Do you need a graduate degree for data science?

Maybe so. Maybe not.

Jeremie Harris
Towards Data Science
8 min readDec 18, 2018

--

I’ll level with you: I’m a PhD dropout.

I’ve gotten a lot of mileage out of that title, by the way: it hints that I’ve done a lot of grad school, but still maintains the aura of badassery that only the word “dropout” can provide. In some ways, it’s the ultimate humble brag. Graduate with a PhD, and you’re one nerd among ten thousand. But drop out 2.5 years into it, and you’re an edgy nerd. People will wonder what other edgy shit you might to do next. “Elon Musk dropped out of grad school,” they’ll say. “This guy could be just like Elon!”

As much good as dropping out of grad school has done for my reputation as an unpredictable, 4-D chess playing, closet nerd genius, it’s become clear to me that two of the key ingredients to becoming a PhD dropout aren’t for everyone: 1) starting a PhD, and 2) dropping out of a PhD. And the same goes for a Master’s. This is true for the average aspiring STEM professional, but it’s even more true for aspiring data scientists.
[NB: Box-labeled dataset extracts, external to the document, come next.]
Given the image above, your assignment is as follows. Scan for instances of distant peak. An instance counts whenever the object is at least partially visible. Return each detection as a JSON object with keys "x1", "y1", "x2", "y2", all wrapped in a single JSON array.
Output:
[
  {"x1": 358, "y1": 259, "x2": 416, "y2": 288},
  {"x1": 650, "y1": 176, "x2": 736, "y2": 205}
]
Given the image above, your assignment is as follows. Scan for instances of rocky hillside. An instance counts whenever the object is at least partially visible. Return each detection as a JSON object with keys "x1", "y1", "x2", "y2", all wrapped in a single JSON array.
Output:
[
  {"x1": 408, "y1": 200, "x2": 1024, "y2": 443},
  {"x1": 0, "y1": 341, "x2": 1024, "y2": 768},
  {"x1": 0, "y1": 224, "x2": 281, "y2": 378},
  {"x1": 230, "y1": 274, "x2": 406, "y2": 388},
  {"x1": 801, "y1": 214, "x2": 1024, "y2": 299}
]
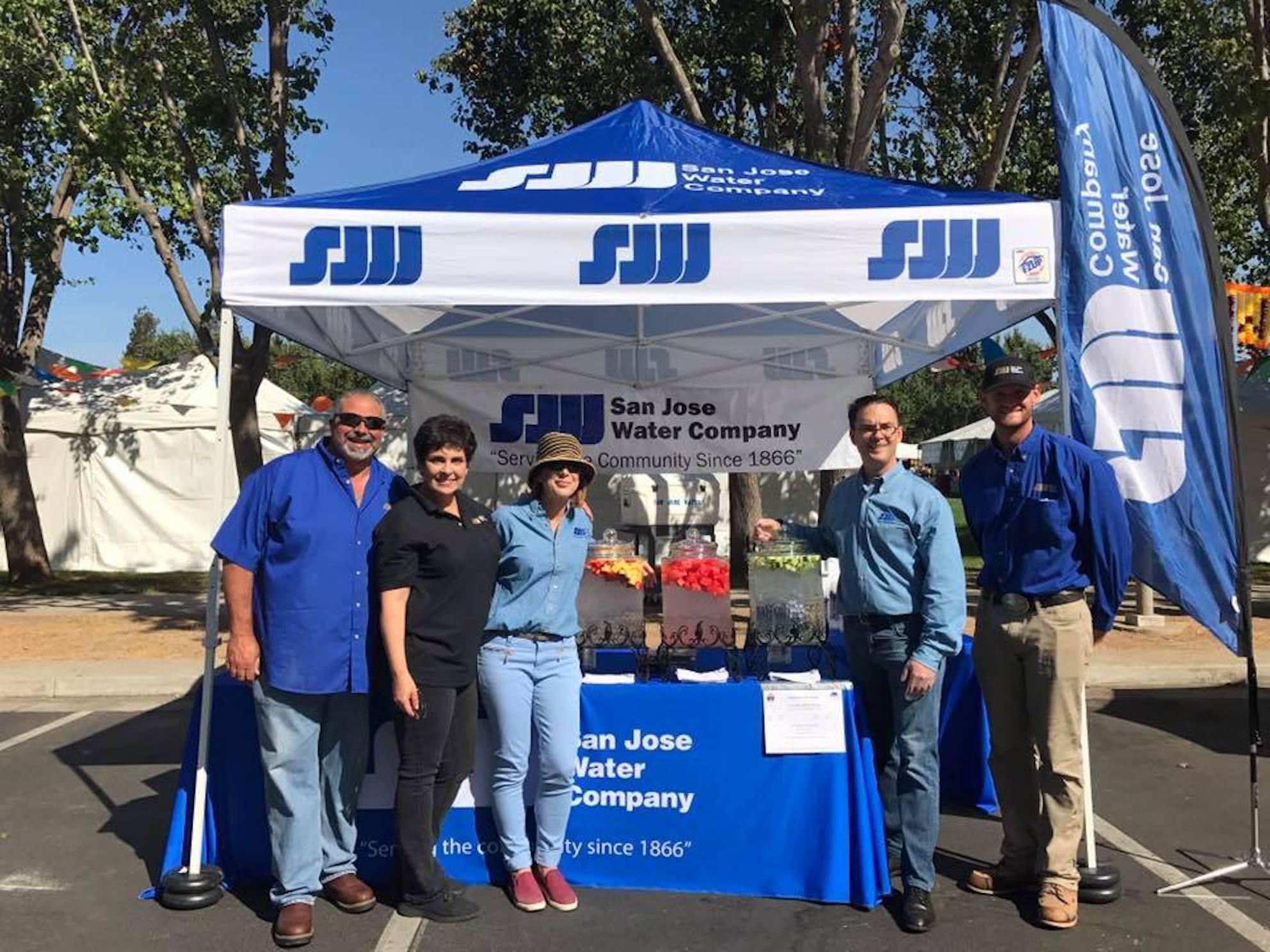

And I’ll get to the reason why in a second.

But first, you might be wondering how I know this.

Well here’s the thing: I work at a data science mentorship startup. And through that work I’ve probably interviewed over a thousand aspiring data scientists — some with PhDs, some with Master’s degrees, some with undergrads, and some who dropped out at every stage in between. And that’s left me with a rare and precious thing: a statistically significant sample of data science career stories.

And here’s what I’ve learned from those stories: there’s a time, a place, and a person for whom different degrees make sense. But because most people turn to university and college graduate advisors to decide whether or not to do grad school, they tend not to get a complete picture of what’s what before they sign up.

So take it from a former academic-turned-startup-founder: not all degrees are for everyone. Here’s why.

1. The PhD

[Warning: this is going to upset a lot of people who have PhDs. I apologize in advance.]

“I’ve seen that a PhD is required for a lot of data science jobs. Do I need a PhD to become a data scientist?”

Oh my god no. Not a thing.

Don’t get me wrong, going through life with those three extra letters in your email sign-off is a definite plus. I sometimes wish I’d stuck around for that reason alone. But then reality sets in.

If your goal is to become a data scientist or machine learning engineer/researcher, a PhD *might* be a good move. But there are also two big reasons why it might not be:

  1. It takes a REALLY long time to get a PhD.
  2. You’re unlikely to learn anything of value unless you get the “right” PhD from the “right” supervisor.

To the first point: in the U.S. or Canada, a PhD takes anywhere from 4 years to 7 or 8 years to complete. The median time to completion is usually 5 or 6 years, depending on the institution. Now let’s put that into perspective.

You know what wasn’t a thing in data science 5 years ago? Spark, XGBoost, jupyter notebooks, GloVe, spaCy, TensorFlow, Keras, Pytorch, InceptionNet, ResNet, reinforcement learning (like, basically at all), etc, etc.

So unless you decided to learn about these things on your own when they came out (in which case, I’m not sure that grad school deserves the credit), there’s a chance your PhD would have left you in the position of someone who was cryogenically frozen in 2012, only to be re-animated today as a complete newbie. You’d find yourself in a brave new world of data science techniques that you’d have to learn on your own after graduation day anyway.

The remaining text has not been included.